When Words Speak Louder than Actions

Actions speak louder than words.

I’ve always hated that expression. I’m a writer, after all. My words are my actions. My actions are my words.

I understand the point, of course. Generally, talking about something is easier than doing it. Talk, as they say, is cheap.

But as I listened to the medley of this Sunday’s Lessons and Carols, I heard a lot of talking, not from the community, but from scripture: God speaks the cosmos into existence. One angel brings messages for Mary and Joseph. Another angel announces Christ’s miraculous birth to the shepherds. The Wise Men tell Herod of a star and a newborn king.
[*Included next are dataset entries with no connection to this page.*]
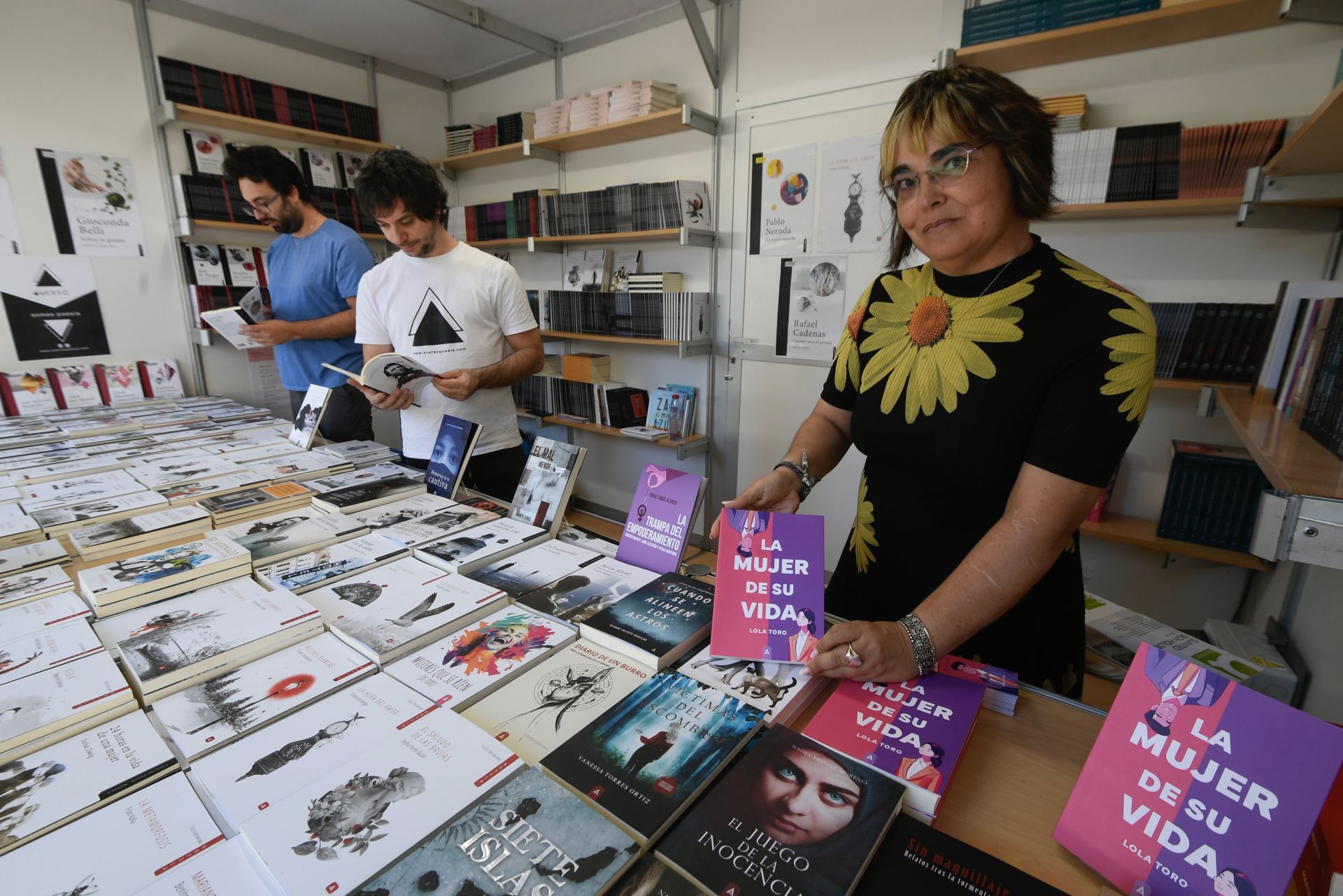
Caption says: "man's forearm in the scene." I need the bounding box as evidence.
[477,346,546,388]
[287,308,355,339]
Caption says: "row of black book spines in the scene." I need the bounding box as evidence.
[1105,121,1184,203]
[159,57,378,140]
[1301,309,1343,458]
[1156,455,1269,550]
[1152,302,1276,383]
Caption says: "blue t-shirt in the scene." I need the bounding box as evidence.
[266,218,374,392]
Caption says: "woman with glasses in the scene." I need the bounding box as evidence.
[728,66,1156,697]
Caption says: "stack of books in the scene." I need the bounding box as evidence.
[197,482,315,529]
[92,578,322,705]
[1039,93,1086,134]
[495,111,536,146]
[443,125,479,156]
[254,533,410,594]
[610,80,677,122]
[76,534,250,618]
[560,352,611,383]
[70,505,213,560]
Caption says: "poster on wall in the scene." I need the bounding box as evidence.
[38,149,145,257]
[816,134,890,253]
[751,143,816,255]
[0,156,23,255]
[0,255,109,362]
[774,255,848,362]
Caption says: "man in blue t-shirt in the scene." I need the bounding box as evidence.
[225,146,374,442]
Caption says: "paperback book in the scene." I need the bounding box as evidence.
[255,534,410,594]
[509,435,587,534]
[657,725,904,896]
[0,712,177,854]
[425,414,481,499]
[304,557,508,665]
[517,557,658,626]
[152,633,375,762]
[361,769,638,896]
[94,579,322,704]
[242,711,523,896]
[462,641,653,765]
[709,508,826,662]
[0,775,225,896]
[802,674,984,818]
[387,607,578,711]
[470,540,600,598]
[615,464,705,572]
[1054,643,1343,896]
[190,674,436,837]
[541,671,764,845]
[579,572,713,669]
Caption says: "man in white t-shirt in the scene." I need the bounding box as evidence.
[352,149,544,499]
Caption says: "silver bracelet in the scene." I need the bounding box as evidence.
[900,613,937,677]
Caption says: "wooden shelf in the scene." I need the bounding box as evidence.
[1058,196,1241,220]
[1152,379,1251,392]
[429,106,718,171]
[1217,390,1343,499]
[1083,513,1269,571]
[159,102,392,153]
[177,218,384,243]
[1264,82,1343,175]
[956,0,1281,71]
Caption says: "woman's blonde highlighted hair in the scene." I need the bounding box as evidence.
[880,66,1058,267]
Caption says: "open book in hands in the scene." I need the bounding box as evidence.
[322,352,435,406]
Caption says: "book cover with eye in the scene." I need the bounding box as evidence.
[541,671,764,844]
[655,725,904,896]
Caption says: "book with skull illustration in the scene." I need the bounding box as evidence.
[462,641,653,765]
[254,533,410,594]
[415,511,549,575]
[361,769,638,896]
[150,631,375,762]
[0,712,177,854]
[304,557,508,665]
[242,709,524,896]
[216,508,368,566]
[190,673,436,837]
[385,606,578,711]
[76,533,252,617]
[0,774,225,896]
[92,579,322,704]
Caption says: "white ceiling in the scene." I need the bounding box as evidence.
[177,0,678,79]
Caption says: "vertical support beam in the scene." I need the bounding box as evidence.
[130,0,208,394]
[681,0,723,87]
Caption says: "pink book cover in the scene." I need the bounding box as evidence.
[1054,643,1343,896]
[802,674,984,816]
[709,508,826,662]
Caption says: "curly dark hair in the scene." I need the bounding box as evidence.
[225,146,313,206]
[880,66,1058,267]
[355,149,447,225]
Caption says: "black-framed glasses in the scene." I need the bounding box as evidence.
[243,194,279,218]
[882,143,988,203]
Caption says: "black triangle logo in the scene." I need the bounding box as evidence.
[410,289,463,346]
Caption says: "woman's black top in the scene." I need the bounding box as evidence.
[820,236,1156,696]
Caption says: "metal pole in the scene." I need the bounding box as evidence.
[130,0,207,394]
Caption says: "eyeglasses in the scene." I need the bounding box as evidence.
[242,194,279,218]
[882,143,988,203]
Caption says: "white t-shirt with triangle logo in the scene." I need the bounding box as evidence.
[355,243,536,458]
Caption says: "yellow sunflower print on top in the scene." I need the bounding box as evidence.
[1054,253,1156,422]
[854,263,1039,423]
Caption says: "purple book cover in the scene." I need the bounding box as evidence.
[1054,643,1343,896]
[615,464,704,574]
[709,508,826,662]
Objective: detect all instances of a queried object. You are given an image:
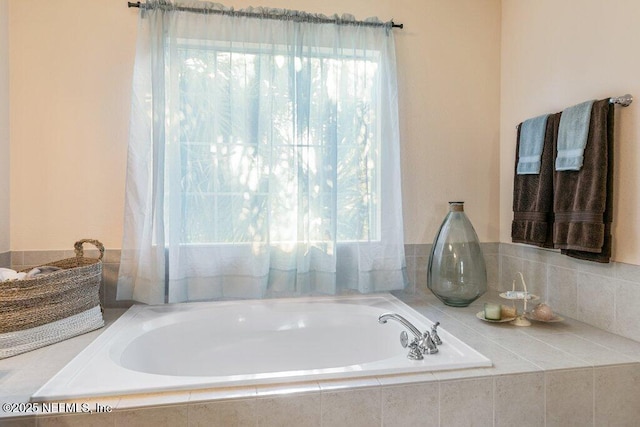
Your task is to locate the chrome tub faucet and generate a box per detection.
[378,313,442,360]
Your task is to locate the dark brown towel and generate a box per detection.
[553,98,614,262]
[511,113,561,248]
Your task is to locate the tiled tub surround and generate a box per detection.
[0,291,640,427]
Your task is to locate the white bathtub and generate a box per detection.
[32,295,491,401]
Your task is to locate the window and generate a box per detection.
[171,41,380,244]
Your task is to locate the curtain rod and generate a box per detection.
[127,1,404,29]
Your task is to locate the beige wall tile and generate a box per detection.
[547,265,578,318]
[595,364,640,427]
[613,280,640,341]
[256,393,321,427]
[494,372,544,427]
[113,405,188,427]
[382,382,439,427]
[545,369,593,427]
[38,413,114,427]
[577,272,615,331]
[322,387,382,427]
[440,378,493,427]
[189,399,257,427]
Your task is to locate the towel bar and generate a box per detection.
[516,93,633,129]
[609,93,633,107]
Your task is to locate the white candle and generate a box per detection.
[484,302,500,320]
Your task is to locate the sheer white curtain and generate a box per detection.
[118,1,406,304]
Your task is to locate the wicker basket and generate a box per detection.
[0,239,104,359]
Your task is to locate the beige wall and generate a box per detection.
[9,0,500,250]
[0,0,11,253]
[500,0,640,264]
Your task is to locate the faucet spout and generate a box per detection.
[378,313,422,340]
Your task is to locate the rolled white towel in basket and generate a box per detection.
[0,268,27,282]
[0,265,61,282]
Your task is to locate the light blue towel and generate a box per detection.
[556,101,594,171]
[516,114,549,175]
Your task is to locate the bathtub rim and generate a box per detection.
[30,293,493,402]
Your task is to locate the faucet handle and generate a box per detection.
[431,322,442,345]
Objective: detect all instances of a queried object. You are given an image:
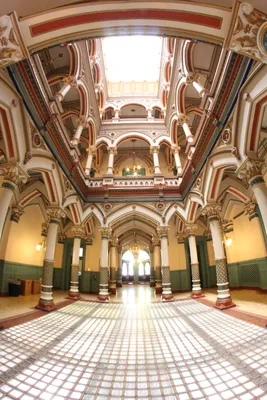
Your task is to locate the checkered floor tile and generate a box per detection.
[0,300,267,400]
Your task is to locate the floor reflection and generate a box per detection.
[116,285,157,304]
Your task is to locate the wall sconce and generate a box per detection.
[35,240,45,251]
[224,236,233,247]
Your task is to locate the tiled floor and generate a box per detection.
[0,300,267,400]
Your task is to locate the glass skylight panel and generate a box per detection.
[102,36,162,90]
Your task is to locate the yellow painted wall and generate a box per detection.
[85,223,101,271]
[226,215,267,263]
[5,205,44,266]
[54,243,64,268]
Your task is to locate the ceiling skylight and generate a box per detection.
[102,36,162,90]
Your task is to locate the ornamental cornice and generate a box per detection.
[0,163,29,185]
[157,226,170,237]
[201,203,222,218]
[71,225,86,238]
[238,159,266,181]
[46,207,66,220]
[99,227,112,239]
[184,224,198,235]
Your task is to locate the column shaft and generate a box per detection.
[209,217,235,309]
[36,219,59,311]
[188,234,204,298]
[68,236,81,300]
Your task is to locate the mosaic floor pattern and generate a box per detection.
[0,300,267,400]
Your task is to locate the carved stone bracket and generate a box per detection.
[201,203,222,219]
[157,226,170,237]
[10,206,24,223]
[0,164,29,186]
[46,207,66,221]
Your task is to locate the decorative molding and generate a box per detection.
[229,2,267,63]
[0,12,29,69]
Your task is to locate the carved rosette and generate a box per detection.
[0,12,29,69]
[99,227,112,239]
[201,204,222,221]
[241,160,265,186]
[46,207,66,224]
[157,226,170,238]
[184,224,198,236]
[0,164,29,190]
[229,2,267,63]
[71,225,86,238]
[10,206,24,223]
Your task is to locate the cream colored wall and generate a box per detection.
[5,205,44,266]
[54,243,64,268]
[226,215,267,263]
[85,224,101,271]
[168,220,186,271]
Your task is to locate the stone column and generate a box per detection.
[110,237,118,294]
[149,245,155,287]
[157,226,173,301]
[202,204,235,310]
[68,225,85,300]
[178,114,194,143]
[186,73,209,97]
[71,117,87,146]
[172,146,183,175]
[150,146,161,175]
[152,237,162,294]
[184,224,204,298]
[85,147,95,175]
[117,246,122,287]
[107,147,117,175]
[0,164,28,240]
[241,160,267,234]
[35,207,66,311]
[98,227,111,302]
[55,76,77,101]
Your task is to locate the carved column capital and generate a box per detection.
[177,114,189,125]
[157,226,170,238]
[150,146,159,154]
[10,206,24,223]
[108,147,117,156]
[244,202,258,220]
[99,227,112,239]
[201,203,222,220]
[71,225,86,238]
[46,207,66,223]
[0,163,29,189]
[184,224,198,236]
[240,159,265,186]
[185,72,200,85]
[152,236,160,247]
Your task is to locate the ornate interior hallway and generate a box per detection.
[0,298,267,400]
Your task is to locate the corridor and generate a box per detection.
[0,298,267,400]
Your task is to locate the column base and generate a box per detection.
[190,292,205,299]
[98,294,109,303]
[34,301,57,312]
[213,298,236,310]
[67,292,81,300]
[161,294,174,302]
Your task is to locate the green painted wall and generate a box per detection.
[0,260,43,294]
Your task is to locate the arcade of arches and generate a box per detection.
[0,0,267,398]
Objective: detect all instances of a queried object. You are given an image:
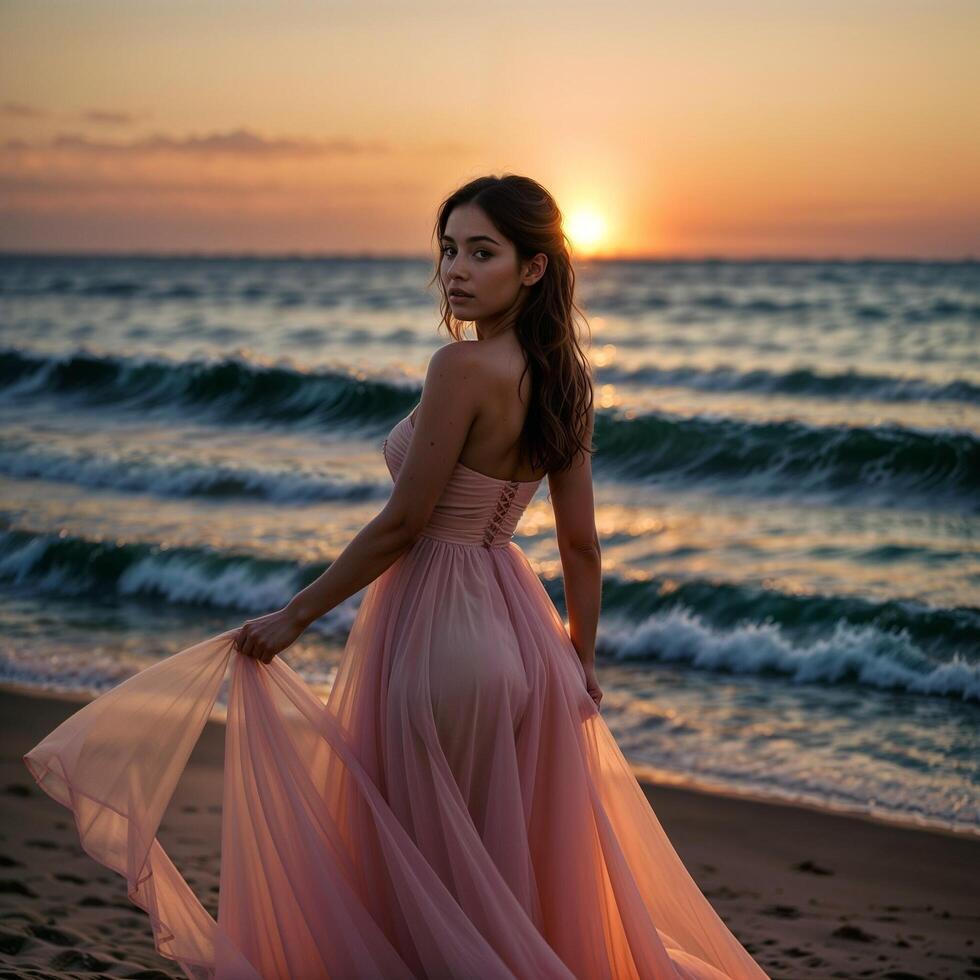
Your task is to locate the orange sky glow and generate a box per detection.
[0,0,980,259]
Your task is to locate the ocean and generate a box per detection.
[0,254,980,834]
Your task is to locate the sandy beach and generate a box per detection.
[0,688,980,980]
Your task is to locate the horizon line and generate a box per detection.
[0,249,978,265]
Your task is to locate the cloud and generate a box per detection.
[0,102,139,126]
[0,102,51,119]
[3,129,392,159]
[79,109,139,126]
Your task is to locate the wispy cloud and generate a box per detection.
[3,129,393,159]
[0,102,143,126]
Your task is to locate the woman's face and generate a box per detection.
[440,204,539,322]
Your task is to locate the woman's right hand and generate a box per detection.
[582,663,602,708]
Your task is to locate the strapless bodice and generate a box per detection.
[381,415,541,548]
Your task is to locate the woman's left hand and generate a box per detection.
[235,606,306,664]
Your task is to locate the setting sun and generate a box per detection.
[565,208,606,253]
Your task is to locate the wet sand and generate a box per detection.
[0,687,980,980]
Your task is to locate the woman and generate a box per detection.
[24,176,766,980]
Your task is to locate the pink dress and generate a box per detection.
[24,418,766,980]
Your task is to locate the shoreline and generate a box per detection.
[0,681,980,843]
[0,683,980,980]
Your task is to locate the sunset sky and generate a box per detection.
[0,0,980,259]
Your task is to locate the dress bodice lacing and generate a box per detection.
[381,415,541,549]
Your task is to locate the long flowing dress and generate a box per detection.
[24,416,766,980]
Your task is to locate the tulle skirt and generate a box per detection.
[24,537,766,980]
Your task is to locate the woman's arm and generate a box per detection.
[287,344,482,629]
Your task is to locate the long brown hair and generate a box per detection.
[429,174,594,473]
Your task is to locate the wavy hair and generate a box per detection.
[429,174,595,473]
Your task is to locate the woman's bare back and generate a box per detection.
[412,331,545,482]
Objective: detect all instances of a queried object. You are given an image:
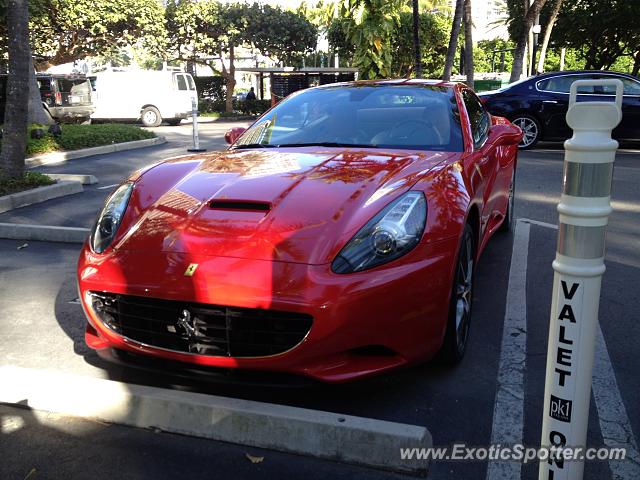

And in the last reading - the crown jewel of them all - John tells us, “In the beginning was the Word...and the Word was God.”

It would seem words, according to scripture, are important.

Like, really important.

Not more important than action, but perhaps equally so. In God, word and action become one. God does not speak without taking action. Consequently, God keeps all promises, and Christ is the embodiment of this.

Until Christ, God’s followers believed in the promise of a savior, and when John says “the Word became flesh and lived among us,” he captures the fact that Jesus is both the promise and its fulfillment. Jesus is the Word and the Action together.

This may sound like theological philosophizing, but I take it as very practical reassurance. Words are important, and hearing them, sharing them, and singing them are just as important as acting upon them.

There is a time for action, but there is a time for words, also. Many of us have spent the past weeks bustling and buying and baking, scrambling through lists of chores and gifts as we prepared for Christmas celebrations. We now transition out of that season of preparation - of activity - into the season of epiphany, in which we celebrate the fact our God speaks to us, revealing wishes and desires for our lives.

Let one lesson from this past Sunday be that God’s Word has a place in our lives. Let us make space for it by quieting ourselves and listening for it. And let us speak our own wishes and desires and frustrations in return. As much as we long to hear our God’s voice, our God longs to hear our voice, too.